One of the many definitions of publishing is: to make public or generally known.
We can trace publishing to before 3000 bc when the Egyptians used hieroglyphs for religious scripts. Publishing, since, has undergone incredible transformations from Gutenberg’s printing press in the 15th century to the recent, as Gregory Ulmer puts it, electracy (the skill and ability to fully utilise the transition to electrical media).
Aside from the traditional modes of publishing, such as print newspapers, books, broadcast television and radio, the electronic mode is upon us. E-newspapers, e-books, television viewing and radio via the internet and blogs have changed the way we consume and publish.
The electronic platform has given individuals the ability to publish their own material, cutting out the middle-man (the publisher). Individuals can publish whatever content they choose, be it written, photographic, video. Fan groups with common interests can find and communicate with one another regardless of time and space. Anybody can now publish their own thoughts, comments and opinions without difficulty.

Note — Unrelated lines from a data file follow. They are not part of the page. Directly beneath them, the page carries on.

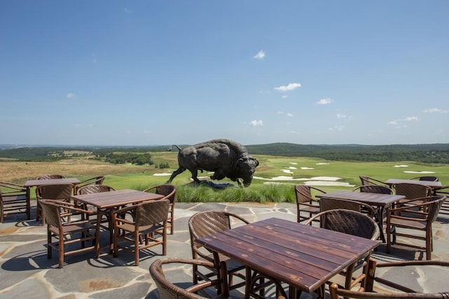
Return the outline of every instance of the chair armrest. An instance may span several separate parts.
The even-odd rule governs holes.
[[[149,187],[147,189],[144,189],[143,190],[142,190],[142,192],[147,192],[148,191],[152,190],[155,190],[156,188],[157,188],[157,186],[152,186],[152,187]]]
[[[58,206],[60,208],[65,208],[72,211],[76,211],[80,213],[84,213],[86,214],[95,214],[95,212],[93,211],[84,210],[83,208],[77,208],[75,205],[71,202],[67,201],[61,201],[59,200],[55,199],[47,199],[47,201],[51,202],[52,204]]]

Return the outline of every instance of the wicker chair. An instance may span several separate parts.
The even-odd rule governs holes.
[[[412,199],[404,206],[389,209],[387,212],[387,253],[391,252],[391,245],[397,244],[424,250],[426,258],[431,260],[434,249],[432,222],[436,220],[441,205],[445,200],[446,197],[429,197]],[[417,204],[413,204],[415,202]],[[398,229],[405,230],[399,231]],[[424,232],[425,235],[423,237],[422,233],[417,232]],[[423,240],[425,244],[421,246],[399,242],[396,240],[396,236]]]
[[[200,271],[199,267],[196,265],[194,265],[193,277],[194,284],[198,284],[199,279],[208,281],[211,279],[211,277],[217,275],[220,271],[217,265],[221,265],[221,262],[224,262],[222,270],[224,269],[224,273],[228,277],[227,284],[230,289],[239,288],[245,284],[245,275],[239,272],[245,269],[243,265],[222,255],[219,255],[220,260],[214,260],[213,253],[205,250],[203,246],[196,241],[198,238],[231,229],[232,222],[249,223],[246,220],[238,215],[221,211],[199,212],[189,219],[189,231],[190,232],[190,243],[193,258],[204,259],[215,265],[214,267],[207,267],[207,272]],[[234,284],[234,276],[240,277],[243,281],[239,284]]]
[[[369,271],[366,289],[358,291],[347,290],[340,288],[337,284],[332,284],[329,287],[330,299],[343,298],[449,298],[449,292],[441,293],[422,293],[416,290],[416,286],[420,284],[417,279],[422,278],[422,275],[411,276],[417,277],[417,281],[410,279],[410,286],[404,286],[398,281],[394,281],[376,276],[376,270],[378,268],[384,268],[384,272],[388,272],[390,277],[398,277],[404,273],[417,272],[425,275],[426,270],[432,272],[435,267],[444,267],[449,270],[449,262],[440,260],[406,260],[391,263],[377,263],[374,260],[369,261]],[[374,291],[375,289],[379,290]],[[382,291],[382,293],[380,292]]]
[[[224,262],[222,262],[224,263]],[[180,264],[186,265],[192,265],[198,267],[206,267],[213,268],[213,263],[201,259],[185,259],[180,258],[171,258],[156,260],[149,266],[149,274],[151,274],[154,283],[157,286],[157,291],[159,293],[159,298],[163,299],[199,299],[204,298],[196,293],[205,293],[205,295],[210,295],[210,291],[208,288],[219,288],[222,284],[222,281],[219,278],[214,280],[208,280],[201,284],[194,284],[188,288],[182,288],[175,283],[170,281],[166,275],[164,266],[168,267],[170,266],[178,266]],[[177,270],[176,270],[177,272]],[[183,281],[184,282],[184,281]],[[228,296],[224,295],[219,295],[214,298],[227,298]]]
[[[380,185],[362,185],[356,187],[353,191],[360,191],[361,192],[380,193],[382,194],[394,194],[392,189]]]
[[[45,218],[39,204],[41,199],[55,199],[60,201],[69,201],[73,192],[73,184],[45,185],[36,187],[36,200],[37,201],[37,211],[36,220],[42,219],[42,224],[45,225]],[[69,218],[70,213],[66,213],[65,216]]]
[[[360,178],[360,181],[362,182],[362,185],[380,185],[382,186],[387,185],[384,182],[377,180],[375,178],[370,178],[369,176],[359,175],[358,178]]]
[[[51,258],[52,249],[57,250],[59,253],[59,267],[62,268],[64,267],[64,258],[67,255],[95,250],[95,257],[98,258],[100,253],[99,223],[95,225],[88,220],[66,222],[61,221],[61,218],[63,216],[60,213],[61,211],[64,211],[64,213],[67,211],[81,213],[89,213],[89,211],[75,208],[72,204],[65,201],[41,199],[39,204],[42,208],[47,222],[47,257],[48,258]],[[78,234],[80,237],[75,237]],[[56,238],[57,241],[53,242],[53,238]],[[86,247],[86,241],[91,241],[93,245]],[[66,246],[78,242],[81,244],[81,248],[69,251],[66,250]]]
[[[324,199],[321,199],[323,200]],[[331,199],[333,200],[333,199]],[[380,236],[380,231],[377,223],[373,218],[368,215],[352,210],[328,210],[321,212],[309,219],[304,224],[310,224],[314,218],[320,218],[320,227],[326,230],[331,230],[344,234],[351,234],[362,238],[377,240]],[[360,284],[361,288],[365,288],[368,267],[368,260],[370,253],[362,258],[363,270],[361,275],[353,277],[354,268],[357,266],[354,263],[342,272],[345,275],[344,288],[351,289]],[[324,291],[324,285],[321,286],[321,292]]]
[[[176,202],[176,188],[175,186],[170,184],[162,184],[147,188],[143,192],[164,195],[162,199],[170,201],[167,227],[170,227],[170,234],[173,234],[175,232],[175,203]]]
[[[75,185],[74,190],[74,194],[79,194],[80,193],[78,193],[78,190],[79,190],[79,188],[82,187],[89,186],[92,185],[102,185],[104,180],[105,180],[104,175],[96,176],[95,178],[88,178],[87,180],[84,180],[82,182]]]
[[[0,182],[0,222],[3,222],[6,215],[19,213],[25,213],[27,220],[31,219],[27,187],[13,182]]]
[[[379,193],[382,194],[394,194],[394,191],[389,187],[383,186],[380,185],[363,185],[361,186],[356,187],[353,191],[360,191],[361,192],[368,193]],[[379,206],[373,206],[374,208],[374,217],[378,223],[384,223],[386,218],[386,215],[381,215],[382,209]],[[382,227],[381,227],[382,229]],[[383,234],[382,235],[382,240],[384,239]]]
[[[416,199],[419,198],[428,197],[432,195],[432,188],[429,186],[418,184],[410,184],[403,182],[396,184],[394,185],[396,195],[405,195],[406,198],[398,202],[397,206],[401,206],[407,204],[410,199]],[[414,204],[422,203],[423,201],[414,201]],[[424,206],[424,208],[427,206]]]
[[[409,180],[428,180],[430,182],[438,182],[438,178],[437,176],[434,175],[424,175],[424,176],[415,176],[415,178],[410,178]]]
[[[91,194],[93,193],[108,192],[115,189],[107,185],[86,185],[78,188],[77,194]]]
[[[160,199],[145,201],[114,211],[114,257],[119,255],[119,248],[134,253],[135,265],[139,265],[140,251],[157,245],[162,245],[162,255],[167,255],[167,217],[170,201]],[[134,219],[126,215],[131,213]],[[153,232],[161,231],[162,239],[155,238]],[[142,237],[143,236],[143,237]],[[140,237],[144,242],[140,244]],[[132,246],[123,246],[119,242],[130,242]]]
[[[307,220],[312,215],[320,213],[319,201],[312,197],[312,191],[321,194],[326,192],[314,187],[306,185],[296,185],[295,186],[295,195],[296,197],[297,221]],[[301,212],[308,214],[307,216],[301,215]]]
[[[431,195],[432,188],[423,185],[403,182],[394,185],[396,195],[405,195],[406,200],[427,197]]]
[[[371,218],[374,216],[374,208],[369,204],[352,200],[335,199],[326,197],[320,199],[320,212],[340,208],[356,211],[358,213],[366,214]],[[307,221],[307,223],[310,222]]]

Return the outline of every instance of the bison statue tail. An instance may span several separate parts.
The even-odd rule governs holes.
[[[177,145],[170,145],[170,147],[168,147],[168,148],[167,149],[167,152],[171,152],[171,150],[172,150],[172,149],[173,149],[173,147],[177,147],[177,150],[181,150],[181,147],[178,147],[178,146],[177,146]]]

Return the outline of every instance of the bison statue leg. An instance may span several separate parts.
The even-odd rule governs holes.
[[[170,178],[167,181],[167,183],[170,184],[171,182],[171,181],[173,180],[173,179],[175,178],[175,177],[176,175],[177,175],[180,173],[182,173],[185,171],[186,171],[186,168],[185,168],[182,166],[180,166],[179,168],[177,168],[175,171],[173,171],[173,173],[171,174],[171,175],[170,175]]]

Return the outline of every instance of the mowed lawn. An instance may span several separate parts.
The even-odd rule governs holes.
[[[81,180],[96,175],[105,175],[104,184],[116,190],[143,190],[165,183],[169,175],[177,168],[176,152],[152,153],[155,165],[168,163],[170,168],[161,169],[155,166],[112,164],[95,160],[72,159],[55,162],[18,162],[0,161],[2,181],[24,182],[39,175],[50,173],[64,174]],[[249,192],[264,192],[263,186],[272,190],[276,184],[291,185],[313,180],[314,185],[326,192],[351,190],[360,185],[359,175],[368,175],[381,180],[389,178],[410,178],[431,175],[439,178],[443,185],[449,185],[449,165],[427,165],[408,161],[351,162],[326,161],[309,157],[285,157],[254,155],[260,162]],[[186,171],[177,175],[173,183],[179,189],[192,182],[190,173]],[[208,179],[210,173],[199,173],[199,178]],[[322,178],[320,178],[322,177]],[[334,178],[341,185],[333,184],[328,177]],[[315,178],[316,179],[314,179]],[[316,179],[318,178],[318,179]],[[309,180],[310,179],[310,180]],[[232,182],[229,180],[215,183]],[[267,187],[268,188],[268,187]],[[291,188],[293,190],[293,188]],[[291,198],[291,194],[288,195]]]

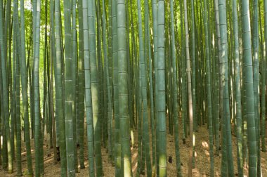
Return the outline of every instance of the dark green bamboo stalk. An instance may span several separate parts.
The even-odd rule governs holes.
[[[166,108],[165,108],[165,7],[164,1],[158,1],[157,11],[157,131],[158,131],[158,163],[159,176],[167,176],[167,138],[166,138]]]
[[[210,176],[214,175],[214,159],[213,152],[213,124],[212,124],[212,106],[211,106],[211,69],[210,69],[210,55],[209,48],[209,35],[208,32],[208,19],[207,13],[207,1],[204,0],[204,27],[205,32],[205,47],[206,47],[206,81],[207,81],[207,111],[209,117],[209,158],[210,158]]]
[[[115,117],[115,176],[121,174],[121,142],[119,119],[119,97],[118,97],[118,49],[117,49],[117,0],[112,0],[112,80],[114,91],[114,117]]]
[[[118,68],[119,77],[119,117],[122,140],[122,157],[123,157],[124,170],[121,172],[124,176],[131,176],[131,161],[130,150],[130,127],[128,114],[127,88],[127,58],[126,58],[126,30],[125,0],[117,0],[117,17],[118,40]]]
[[[103,45],[104,51],[104,72],[106,78],[107,91],[108,91],[108,153],[110,158],[112,158],[112,108],[111,104],[111,90],[110,84],[110,73],[108,68],[108,51],[107,51],[107,40],[106,40],[106,25],[105,25],[105,0],[102,0],[102,11],[103,11]],[[110,9],[110,11],[111,9]]]
[[[75,176],[75,162],[74,155],[74,124],[73,124],[73,93],[72,75],[72,40],[71,34],[71,1],[64,1],[65,25],[65,125],[66,132],[67,173],[68,176]]]
[[[35,30],[35,50],[34,60],[34,148],[35,148],[35,175],[42,175],[43,164],[41,158],[42,145],[41,124],[40,117],[40,94],[39,94],[39,49],[40,49],[40,0],[37,0],[36,27]]]
[[[89,1],[88,4],[88,23],[89,35],[89,58],[91,70],[91,86],[93,106],[93,143],[94,153],[96,156],[96,176],[102,176],[102,157],[101,157],[101,136],[100,136],[100,120],[99,115],[99,86],[96,55],[96,22],[95,22],[95,3],[93,0]]]
[[[175,157],[176,163],[177,176],[181,176],[180,150],[179,150],[179,136],[178,136],[178,90],[177,90],[177,70],[176,70],[176,48],[175,46],[175,31],[174,31],[174,1],[171,0],[171,67],[172,67],[172,94],[173,94],[173,110],[174,119],[174,136],[175,136]]]
[[[56,86],[56,117],[58,119],[61,176],[67,176],[66,139],[63,95],[61,35],[60,24],[60,1],[55,1],[55,32],[56,58],[54,60]]]
[[[82,0],[78,1],[79,13],[79,143],[80,169],[84,169],[84,23]],[[87,114],[86,114],[87,117]]]
[[[78,172],[78,158],[77,158],[77,34],[76,34],[76,1],[72,0],[72,102],[73,102],[73,141],[74,141],[74,168],[75,171]]]
[[[154,93],[155,93],[155,126],[156,126],[156,138],[158,137],[158,131],[157,131],[158,126],[157,126],[157,122],[158,121],[158,116],[157,116],[157,0],[152,0],[152,18],[153,18],[153,44],[154,44],[154,51],[153,51],[153,56],[154,56],[154,78],[155,78],[155,84],[154,84]],[[153,171],[156,170],[156,166],[157,168],[157,159],[158,157],[157,153],[157,141],[158,140],[157,138],[155,140],[156,142],[156,147],[154,147],[154,148],[156,149],[156,151],[155,152],[155,159],[152,160],[154,161],[154,163],[152,163],[152,168]],[[155,143],[154,143],[155,144]],[[157,170],[158,172],[158,169]]]
[[[0,1],[0,48],[1,48],[1,74],[2,74],[2,88],[3,88],[3,105],[4,105],[4,126],[5,133],[7,141],[7,150],[8,150],[8,173],[12,173],[13,170],[13,159],[11,154],[11,132],[9,129],[9,112],[8,112],[8,85],[7,85],[7,77],[6,77],[6,53],[4,50],[5,44],[4,41],[4,22],[3,22],[3,1]]]
[[[28,173],[33,175],[32,162],[31,155],[31,145],[30,138],[30,123],[29,123],[29,106],[27,94],[27,81],[26,71],[26,54],[25,54],[25,15],[24,15],[24,0],[20,0],[20,46],[21,59],[20,61],[20,79],[22,92],[23,117],[24,117],[24,133],[25,137],[27,164]]]
[[[243,176],[243,148],[242,148],[242,119],[241,107],[241,84],[240,84],[240,66],[239,57],[239,36],[238,36],[238,19],[237,1],[233,1],[233,21],[234,35],[234,54],[235,54],[235,101],[236,101],[236,136],[237,136],[237,170],[238,176]]]
[[[250,34],[249,11],[249,3],[248,0],[242,1],[242,48],[243,65],[245,70],[245,87],[247,102],[247,143],[249,150],[249,176],[257,175],[257,142],[256,129],[255,127],[254,102],[253,93],[253,67],[252,42]]]
[[[262,151],[266,152],[266,148],[265,145],[265,123],[266,123],[266,107],[265,107],[265,88],[266,88],[266,52],[267,52],[267,1],[264,0],[264,39],[265,39],[265,53],[264,56],[262,58],[262,65],[263,65],[263,73],[262,73],[262,93],[261,93],[261,147],[262,147]]]
[[[88,157],[89,159],[90,176],[95,176],[94,164],[94,146],[93,146],[93,110],[91,103],[91,87],[90,74],[90,60],[89,60],[89,26],[88,26],[88,4],[86,1],[82,1],[83,8],[83,25],[84,25],[84,74],[85,74],[85,106],[86,114],[87,126],[87,143],[88,143]]]

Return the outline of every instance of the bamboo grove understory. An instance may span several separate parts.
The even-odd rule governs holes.
[[[263,176],[266,42],[267,0],[0,0],[1,167],[167,176],[171,134],[192,176],[206,126],[210,176]]]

Jonah Lehrer, editor at Wired , is certain the future of books is digital. It’s apparent that this is the case with a growing number of bookstores shutting down as a result of e-books and the incredible popularity of e-reading devices, such as the Kindle and Ipad.
Publishers, as talked about on Neil Conan’s NPR radio show, have to find alternate ways to adapt to the transition to the e-world. The BBC recently published an article reporting on five US publishers conspiring to raise prices on e-books. Publishers need to find a middle-ground by which authors, consumers and printers’ interests are facilitated.